He dado un par de paseos por la Feria del Libro de Sevilla, solo y en compañía, me he detenido en las casetas, he consultado algunos volúmenes, me he cruzado con amigos e incluso he verificado la presión de la cerveza que sirven en el bar. Después de todo ello, me encuentro en condiciones de asegurar, si la cordura no me traiciona, que no pienso regresar. Y no por la Feria, que está muy bien, sino por mí, porque existen lugares a los que no deberían permitir aproximarse a los enfermos. De los diversos males vinculados a la letra impresa, creo sufrir el más letal para la cuenta corriente y la paciencia del cónyuge: algo que a falta de término más certero sólo consigo calificar de bibliopatía. La bibliofilia nos hace amar los ejemplares extraños, que el tiempo, los defectos de impresión o la rúbrica del autor convierte en únicos; la bibliofagia ataca al apetito y convierte a su víctima en vampiro, una criatura taciturna y lúgubre que rehuye el contacto humano y las bendiciones del sueño porque no consigue detener la lectura; la bibliorrea, padecida por insignes maestros de la talla de Balzac y Dickens, consiste en producir páginas sin descanso, con las mismas incomodidades del vómito y la colitis. En cuanto a mi dolencia, que creo compartir con otros cerebros irrecuperables como el novelista César Mallorquí o ciertos eruditos a los que caricaturizaron Séneca y Luciano, se revela por la acumulación indiscriminada de libros. Encontramos en ese inocuo paralelepípedo de papel y cuero un objeto de tal sensualidad que no cesamos de perseguirlo por los escaparates, los anaqueles de colecciones ajenas y los ropavejeros; nos lo llevamos a casa camuflado bajo el abrigo, con el mismo recelo de quien oculta material pornográfico o protege del aire una porcelana demasiado valiosa para sufrir el roce de las mariposas; lo repasamos en la soledad del dormitorio, acariciando sus márgenes, henchidos de la turbia satisfacción del avaro ante su monedero. El libro pasa de medio a fin: la pasión prescinde ominosamente de todo motivo práctico.
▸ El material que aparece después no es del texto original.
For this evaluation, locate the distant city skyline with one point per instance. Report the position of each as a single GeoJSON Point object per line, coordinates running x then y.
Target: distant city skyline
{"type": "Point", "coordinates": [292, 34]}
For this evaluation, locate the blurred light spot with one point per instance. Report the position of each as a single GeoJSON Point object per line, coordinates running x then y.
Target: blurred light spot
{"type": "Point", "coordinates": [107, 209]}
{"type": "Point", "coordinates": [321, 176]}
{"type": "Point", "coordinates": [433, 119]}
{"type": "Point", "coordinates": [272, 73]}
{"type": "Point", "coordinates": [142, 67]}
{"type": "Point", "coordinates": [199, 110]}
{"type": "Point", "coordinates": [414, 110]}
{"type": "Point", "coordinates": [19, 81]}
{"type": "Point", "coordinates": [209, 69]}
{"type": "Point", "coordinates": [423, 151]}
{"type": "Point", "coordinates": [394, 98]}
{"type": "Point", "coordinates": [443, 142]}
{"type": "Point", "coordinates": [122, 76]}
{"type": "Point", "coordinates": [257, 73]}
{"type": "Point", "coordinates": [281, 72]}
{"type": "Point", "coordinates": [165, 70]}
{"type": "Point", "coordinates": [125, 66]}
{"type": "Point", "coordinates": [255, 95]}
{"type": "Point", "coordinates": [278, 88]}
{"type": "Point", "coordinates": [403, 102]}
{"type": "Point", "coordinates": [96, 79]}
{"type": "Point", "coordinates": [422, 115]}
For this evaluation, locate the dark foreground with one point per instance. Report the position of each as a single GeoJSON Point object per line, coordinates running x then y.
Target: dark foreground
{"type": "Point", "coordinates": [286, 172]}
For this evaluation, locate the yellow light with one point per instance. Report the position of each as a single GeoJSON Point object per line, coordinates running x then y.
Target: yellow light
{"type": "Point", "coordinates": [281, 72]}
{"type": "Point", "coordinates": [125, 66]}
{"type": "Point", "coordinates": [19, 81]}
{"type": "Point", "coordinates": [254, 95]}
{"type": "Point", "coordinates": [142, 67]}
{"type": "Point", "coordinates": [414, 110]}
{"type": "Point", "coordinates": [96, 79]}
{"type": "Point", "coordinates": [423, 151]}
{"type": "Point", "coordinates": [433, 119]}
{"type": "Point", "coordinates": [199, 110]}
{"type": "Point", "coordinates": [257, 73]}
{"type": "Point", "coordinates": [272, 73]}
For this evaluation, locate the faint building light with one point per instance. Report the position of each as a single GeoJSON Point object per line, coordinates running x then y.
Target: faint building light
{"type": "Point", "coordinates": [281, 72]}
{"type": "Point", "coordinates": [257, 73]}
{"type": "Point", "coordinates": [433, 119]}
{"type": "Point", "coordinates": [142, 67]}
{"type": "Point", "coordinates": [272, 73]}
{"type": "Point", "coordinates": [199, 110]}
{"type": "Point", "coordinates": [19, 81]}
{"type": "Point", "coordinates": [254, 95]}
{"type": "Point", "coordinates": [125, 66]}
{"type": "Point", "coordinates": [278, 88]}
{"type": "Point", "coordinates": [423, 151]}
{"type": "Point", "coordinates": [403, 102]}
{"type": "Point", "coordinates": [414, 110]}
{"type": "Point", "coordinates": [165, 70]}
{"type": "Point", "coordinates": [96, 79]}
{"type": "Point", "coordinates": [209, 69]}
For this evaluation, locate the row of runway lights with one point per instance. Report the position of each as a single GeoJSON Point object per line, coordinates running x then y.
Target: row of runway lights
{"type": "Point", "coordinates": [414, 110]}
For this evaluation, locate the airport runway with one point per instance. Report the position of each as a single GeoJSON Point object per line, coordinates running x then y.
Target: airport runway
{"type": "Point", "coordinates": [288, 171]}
Entre los estantes de mi biblioteca, esa jungla tupida por la que juego al explorador, hay títulos que sé que jamás leeré pero que hojeo en ocasiones, deteniéndome en una línea al azar, paladeando el color de una ilustración que brota intempestivamente al desplegar las páginas. Son obras que rescaté de la librería en que languidecían porque me alertó un título exótico, porque el diseño del frontispicio me hacía señas, porque el aburrimiento siempre se complace en lo superfluo y estéril. Así almaceno en el salón, el estudio y los cuartos interiores cosas como la Historia de los infiernos de Georges Minois, la enciclopedia sobre laberintos de Paolo Santarcangeli o una versión, amputada y francesa, de la Anatomía de la melancolía de Robert Burton. A veces penetro en la edición facsímil del Tratado de esgrima de Eudaldo Thomas, que cuenta con unos estilizados grabados del siglo XIX, o degusto el castellano bárbaro y certero de Casiodoro de Reina, cuya Biblia del Oso contiene la primera traducción hispánica de las penurias de Job y Tobías. La bibliopatía es una enfermedad incómoda para la familia y los compañeros de piso. Como en una pesadilla de Cortázar, los libros van apropiándose lentamente de las habitaciones, ganando los rincones y las cómodas, amenazando a los seres humanos con robarles el espacio necesario para caminar o asearse. Lo peor es saber de sobra, como me repite desesperada mi pareja, que todo este acopio es inútil, que las matemáticas más sucintas muestran a las claras que jamás contaré con tiempo suficiente para ingurgitar la miríada de volúmenes que invaden mi casa. Por eso no quiero regresar a la Feria, porque sé que tendré que rebañar un hueco imposible en la alcoba o el pasillo para refugiar una Historia del infinito o la biografía de un filósofo holandés que jamás me revelará el último de sus secretos.

Platón desconfiaba de los libros y alegaba con desprecio que no saben responder cuando se les pregunta, a diferencia de ciertas personas que no viajan en autobús. No responden, por suerte. Igual que los juguetes que atesoraba el poeta checo Jiri Orten dicen sí a todo: serían espléndidas amantes.